An der Khalifa-Universität haben Forscher eine Brille mittels 3D-Druck entwickelt, die zur Behandlung von Farbsehstörungen in der Augenheilkunde eingesetzt werden kann. Die Brille mit getönten Gläsern, die in ein im MSLA-3D-Druckverfahren hergestelltes Gestell eingesetzt werden, filtert unerwünschte Wellenlängen heraus, während sie den Rest des sichtbaren Spektrums durchlässt. Nachdem die Forscher einen Prototypen mit SOLIDWORKS entworfen hatten, druckten sie ihn mit ASIGA DentaClear und Gray Harz auf einer Prusa SL1S, mit einer Druckzeit von sechs Sekunden pro Schicht und einer Dicke von 25 Mikrometern.
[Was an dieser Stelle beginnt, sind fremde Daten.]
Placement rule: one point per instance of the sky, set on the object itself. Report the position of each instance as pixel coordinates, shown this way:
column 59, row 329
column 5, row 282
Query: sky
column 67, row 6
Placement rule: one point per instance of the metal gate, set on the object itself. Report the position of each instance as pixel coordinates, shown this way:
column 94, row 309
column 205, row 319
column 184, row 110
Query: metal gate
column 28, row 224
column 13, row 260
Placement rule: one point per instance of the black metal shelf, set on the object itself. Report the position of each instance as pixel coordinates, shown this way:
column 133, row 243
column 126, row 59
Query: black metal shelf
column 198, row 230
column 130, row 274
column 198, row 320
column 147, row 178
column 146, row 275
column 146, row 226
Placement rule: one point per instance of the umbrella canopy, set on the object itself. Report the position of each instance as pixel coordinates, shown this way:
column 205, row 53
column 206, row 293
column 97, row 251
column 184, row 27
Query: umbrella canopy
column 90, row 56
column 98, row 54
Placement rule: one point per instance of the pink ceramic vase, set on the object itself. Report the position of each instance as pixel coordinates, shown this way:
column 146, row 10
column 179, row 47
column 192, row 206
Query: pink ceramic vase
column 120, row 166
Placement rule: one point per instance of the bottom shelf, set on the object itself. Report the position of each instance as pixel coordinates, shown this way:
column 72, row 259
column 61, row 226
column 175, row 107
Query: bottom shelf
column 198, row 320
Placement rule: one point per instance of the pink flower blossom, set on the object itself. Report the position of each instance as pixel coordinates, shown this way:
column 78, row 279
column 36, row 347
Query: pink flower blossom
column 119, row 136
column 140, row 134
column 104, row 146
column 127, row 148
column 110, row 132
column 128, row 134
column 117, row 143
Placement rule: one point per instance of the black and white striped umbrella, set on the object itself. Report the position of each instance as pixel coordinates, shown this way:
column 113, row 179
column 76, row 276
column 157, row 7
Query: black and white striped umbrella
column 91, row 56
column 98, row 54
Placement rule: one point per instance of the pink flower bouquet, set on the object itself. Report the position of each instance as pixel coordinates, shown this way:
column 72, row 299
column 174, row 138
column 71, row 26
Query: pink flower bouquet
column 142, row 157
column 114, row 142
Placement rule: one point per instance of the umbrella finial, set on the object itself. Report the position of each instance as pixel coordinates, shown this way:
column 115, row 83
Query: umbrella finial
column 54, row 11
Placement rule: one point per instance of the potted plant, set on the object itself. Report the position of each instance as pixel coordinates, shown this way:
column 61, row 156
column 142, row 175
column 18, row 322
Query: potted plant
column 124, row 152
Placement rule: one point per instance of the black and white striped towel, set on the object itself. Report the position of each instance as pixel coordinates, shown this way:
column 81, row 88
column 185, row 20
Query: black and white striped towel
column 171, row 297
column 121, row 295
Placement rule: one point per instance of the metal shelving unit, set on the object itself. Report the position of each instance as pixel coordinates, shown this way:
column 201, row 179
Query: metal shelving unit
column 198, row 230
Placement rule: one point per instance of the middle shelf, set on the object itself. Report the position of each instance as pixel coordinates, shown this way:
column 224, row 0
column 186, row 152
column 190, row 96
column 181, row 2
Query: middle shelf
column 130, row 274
Laut dem Team bieten diese 3D-gedruckten Brillengestelle eine besser anpassbare und potenziell bessere Alternative zu den heutigen kommerziellen Brillen.

3D-Druck Augenheilkunde

3D-gedruckte Brille zur Behandlung deformierter Hornhäute

Dr. Song Hongix, Augenarzt und Forscher am Beijing Tongren Hospital in China hat mithilfe des 3D-Druckverfahrens eine Brille für Patienten mit deformierten Hornhäuten hergestellt. Diese soll sich vor allem für die Behandlung von Keratokonus eignen. Hierbei handelt es sich um eine Augenerkrankung, bei welcher das Sehvermögen durch die Verformung der Hornhaut eingeschränkt wird. Die Linse soll maßgeschneidert sein und das Sehvermögen des Patienten stabilisieren. Durch den 3D-Druck kann die Linse individuell an verschiedene Formen der Hornhäute angepasst werden. Dr. Hongix ließ sich von der adaptiven Optiktechnologie der NASA inspirieren, die verwendet wird, um die Bildqualität von Teleskopen zu verbessern, indem sie Verzerrungen durch die Erdatmosphäre korrigiert.